Shapley Values Clearly Explained

When was the last time you teamed up with some buddies and achieved something great together? Whether it was winning a game, mastering a project at work, or finishing in the top 3 in a Kaggle competition. And if you can’t remember anything (poor you), what about a nice evening with your friends? Picture this: a fantastic night out, followed by sharing a taxi ride home, only to be greeted with a sizable taxi bill. It’s in such moments that you may find yourself wondering:

How can we distribute our team result fairly across every member?

A team can also be the features of a Machine Learning model, the team’s outcome the prediction that the model makes. In this case, it is interesting to know how much each feature contributed to the final prediction. This is what data scientists are typically interested in.

Fair or even?

As an example, imagine that you teamed up for a competition with two more friends. You performed well and received 12,000 € as a team. How do you distribute the money fairly? Distributing it evenly is no problem, everybody gets 4,000€. But we all know that often some people contribute more to the team’s success than others.
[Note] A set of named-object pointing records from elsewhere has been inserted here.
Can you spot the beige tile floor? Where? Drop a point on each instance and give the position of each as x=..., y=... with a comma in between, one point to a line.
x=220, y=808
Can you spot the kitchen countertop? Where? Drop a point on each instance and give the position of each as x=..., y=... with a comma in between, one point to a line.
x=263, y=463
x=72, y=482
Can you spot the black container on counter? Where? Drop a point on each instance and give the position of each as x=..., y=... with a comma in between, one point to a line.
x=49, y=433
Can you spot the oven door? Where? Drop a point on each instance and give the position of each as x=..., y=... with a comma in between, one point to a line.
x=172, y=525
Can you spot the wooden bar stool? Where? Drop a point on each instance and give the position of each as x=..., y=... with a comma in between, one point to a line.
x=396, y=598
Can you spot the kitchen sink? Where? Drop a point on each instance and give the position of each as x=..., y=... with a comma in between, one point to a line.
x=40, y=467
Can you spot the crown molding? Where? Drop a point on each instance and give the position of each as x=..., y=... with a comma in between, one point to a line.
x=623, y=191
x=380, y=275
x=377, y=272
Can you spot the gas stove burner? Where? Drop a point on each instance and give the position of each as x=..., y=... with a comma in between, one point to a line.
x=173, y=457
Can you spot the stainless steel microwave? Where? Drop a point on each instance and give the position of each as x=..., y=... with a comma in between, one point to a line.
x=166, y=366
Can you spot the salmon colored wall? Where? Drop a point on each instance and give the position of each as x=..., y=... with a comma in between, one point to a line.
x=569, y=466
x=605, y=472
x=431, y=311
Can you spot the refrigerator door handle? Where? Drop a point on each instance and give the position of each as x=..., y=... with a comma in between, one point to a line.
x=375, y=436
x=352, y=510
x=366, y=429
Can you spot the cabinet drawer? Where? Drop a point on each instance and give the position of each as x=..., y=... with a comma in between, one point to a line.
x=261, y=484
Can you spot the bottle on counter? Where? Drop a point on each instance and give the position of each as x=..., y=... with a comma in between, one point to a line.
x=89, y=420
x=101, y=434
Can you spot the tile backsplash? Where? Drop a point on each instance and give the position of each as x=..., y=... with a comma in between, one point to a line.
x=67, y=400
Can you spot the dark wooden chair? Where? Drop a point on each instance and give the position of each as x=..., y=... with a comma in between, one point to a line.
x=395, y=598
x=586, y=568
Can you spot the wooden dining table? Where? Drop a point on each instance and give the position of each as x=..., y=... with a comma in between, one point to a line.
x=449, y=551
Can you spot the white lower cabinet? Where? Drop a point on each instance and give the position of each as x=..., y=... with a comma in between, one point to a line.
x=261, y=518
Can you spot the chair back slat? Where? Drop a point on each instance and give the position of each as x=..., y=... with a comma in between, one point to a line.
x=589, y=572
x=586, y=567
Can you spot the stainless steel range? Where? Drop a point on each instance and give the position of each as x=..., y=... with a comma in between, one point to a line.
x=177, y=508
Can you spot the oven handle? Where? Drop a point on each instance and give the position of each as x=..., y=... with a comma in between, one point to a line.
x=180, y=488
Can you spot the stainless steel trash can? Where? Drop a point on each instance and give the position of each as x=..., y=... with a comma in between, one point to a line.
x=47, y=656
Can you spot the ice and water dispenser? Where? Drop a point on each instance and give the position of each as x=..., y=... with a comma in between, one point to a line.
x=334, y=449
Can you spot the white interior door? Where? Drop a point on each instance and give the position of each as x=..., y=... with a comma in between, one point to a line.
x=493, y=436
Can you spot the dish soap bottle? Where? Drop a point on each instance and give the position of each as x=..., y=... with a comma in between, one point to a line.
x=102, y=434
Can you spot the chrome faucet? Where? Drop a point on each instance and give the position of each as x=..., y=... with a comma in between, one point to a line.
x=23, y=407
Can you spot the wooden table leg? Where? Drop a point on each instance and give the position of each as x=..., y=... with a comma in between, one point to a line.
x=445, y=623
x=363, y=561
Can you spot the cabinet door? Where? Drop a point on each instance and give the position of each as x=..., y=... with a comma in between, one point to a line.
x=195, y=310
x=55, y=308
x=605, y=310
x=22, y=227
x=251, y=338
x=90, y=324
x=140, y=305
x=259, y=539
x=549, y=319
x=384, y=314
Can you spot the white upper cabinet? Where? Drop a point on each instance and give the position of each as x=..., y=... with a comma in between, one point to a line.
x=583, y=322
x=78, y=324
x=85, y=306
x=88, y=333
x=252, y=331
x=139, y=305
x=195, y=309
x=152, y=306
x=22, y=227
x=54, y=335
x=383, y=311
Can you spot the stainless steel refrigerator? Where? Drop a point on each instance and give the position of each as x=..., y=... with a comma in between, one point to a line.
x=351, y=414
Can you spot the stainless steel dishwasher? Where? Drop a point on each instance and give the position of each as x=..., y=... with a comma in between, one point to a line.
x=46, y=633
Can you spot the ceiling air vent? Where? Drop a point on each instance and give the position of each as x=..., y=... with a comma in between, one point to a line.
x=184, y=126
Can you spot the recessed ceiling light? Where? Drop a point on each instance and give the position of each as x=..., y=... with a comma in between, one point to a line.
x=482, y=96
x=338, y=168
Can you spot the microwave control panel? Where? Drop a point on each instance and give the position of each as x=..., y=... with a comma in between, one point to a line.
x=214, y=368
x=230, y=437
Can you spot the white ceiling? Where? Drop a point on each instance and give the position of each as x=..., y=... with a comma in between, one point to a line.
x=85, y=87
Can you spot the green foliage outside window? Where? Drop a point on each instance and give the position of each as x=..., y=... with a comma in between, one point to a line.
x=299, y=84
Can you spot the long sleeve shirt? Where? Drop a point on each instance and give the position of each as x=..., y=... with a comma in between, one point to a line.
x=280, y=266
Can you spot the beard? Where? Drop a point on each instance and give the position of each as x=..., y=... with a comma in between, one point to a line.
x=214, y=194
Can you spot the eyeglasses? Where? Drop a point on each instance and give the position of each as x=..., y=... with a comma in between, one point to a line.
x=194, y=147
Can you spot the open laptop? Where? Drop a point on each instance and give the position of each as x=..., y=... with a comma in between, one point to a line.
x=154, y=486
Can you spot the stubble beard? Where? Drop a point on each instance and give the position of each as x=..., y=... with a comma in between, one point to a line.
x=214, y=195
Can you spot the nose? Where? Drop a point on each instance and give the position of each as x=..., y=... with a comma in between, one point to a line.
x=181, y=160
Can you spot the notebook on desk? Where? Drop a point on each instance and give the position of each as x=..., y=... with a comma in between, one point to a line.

So maybe a split like 5,000€ + 4,000€ + 3,000€ would be more appropriate, depending on the circumstances.

Or take that taxi bill. You and two other friends went home after hanging out, and that taxi ride home cost you 60€ in total. Is it fair for everyone to pay 20€? Or isn’t it fairer if a person who lives really far away pays more than the ones who live closer, maybe even close together? And if this person has to pay more, how much more should it be?

In this article, I will show you how to answer questions like this using Shapley Values, named after the Nobel laureate Lloyd Shapley. They provide a mathematical framework for assigning a fair share of a team’s success to each contributing member.

Three gentlemen in a taxi

As a running example, let us use the taxi scenario I mentioned before. Here comes a slightly more fleshed-out story:

In the charming town of Luton, three British gentlemen from Oxford, Cambridge, and London, dressed in dapper suits, spent a jolly evening exploring its cobblestone streets. Starting at a local pub, they clinked glasses in celebration, moved on to the bustling marketplace for street food delights, and ended their night in a refined tearoom, sipping tea to the soothing tunes of a live pianist. With hearts warmed by laughter and shared moments, the trio bid farewell to Luton, leaving behind the echoes of a truly delightful evening.

What a lovely story, innit? In the end, the friends shared a single taxi – to spend some more time together – to get home.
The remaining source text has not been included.